Thursday, May 03, 2007

Leaf Tutorial





Over at one of my favorite groups, CQI, there has been discussion on how to make fly leaf and feather stitch leaves. I made a stitched sample of both and sent them off to a friend in need and then thought I would post a little graphic version of how to make these leaves for everyone here! Sooo, here we go!


First it is easier if you draw an approximation of the shape of the leaf that you would like to fill. It simply helps with locating your stitches more evenly. The first graphic is the fly stitch. You will bring your needle to the top of the fabric at A then down at B. Leaving the thread loose, come at C and catch the loop of thread, and go back down close to the same location you came up at, at C. I tend to work left to right with my fly stitch. If you work from right to left, please just flip flop the directions! Next, come up at D, just above A and repeat the stitch again. When you take the needle back down after catching the loop, try to place the straight stitch as close as possible in the joint of the previous stitch. Continue filling your leaf in the manner. Remember that as you draw closer to the tip, the stitches will be closer together. When you have filled the leaf with enough fly stitches, you can either complete the tip with a single long straight stitch as I have done in this example or you can place a small fly stitch with the two tips virtually side by side in the space. Totally up to you and the effect you would like to see! Another option is to place a bullion stitch at the tip for a bit of dimension!

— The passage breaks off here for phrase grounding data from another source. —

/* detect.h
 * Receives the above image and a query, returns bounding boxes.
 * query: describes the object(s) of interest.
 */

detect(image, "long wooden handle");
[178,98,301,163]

Next, is the feather stitch leaf! Again, for an easier time, it is best to draw the shape of the leaf that you want to work in until you have become accustomed to creating the leaves. It actually is very similar to the fly stitch except the stitch that catches the loop is set at an angle and begins the next leg of the stitch. So, bring your needle up at A and down at B, being sure to leave the thread slack. Also, with this stitch, we are starting at the top of the leaf, not the bottom so place your two legs more closely together, making a smaller stitch and progressively grow your stitches as you reach the middle. Then you will reverse the process to complete the bottom. Come back up at C, catch your loop and proceed to the left to take your needle back down at D which will be parallel with the joint of the stitch, but set to the side enough to create a separate stitch. Leaving the thread slack, come back up at E, catching your loop and moving over to the right to place your thread just as you did for the previous stitch. Continue to fill the leaf until you are content with how it looks. If you prefer, you can place a small straight stitch on the bottom stitch to extend the stem and create a more life like appearance.


This is a fairly brief explanation. If any one has questions that I can answer,I would be more than happy to help at any time! Enjoy!!





2 comments:

Sharon said...

Leslie thank you so much. i am going to try your instructions. I will post to you when i have a decent set to show...thanks again.

BöskeZ said...

You allways have the perfect words to explain things.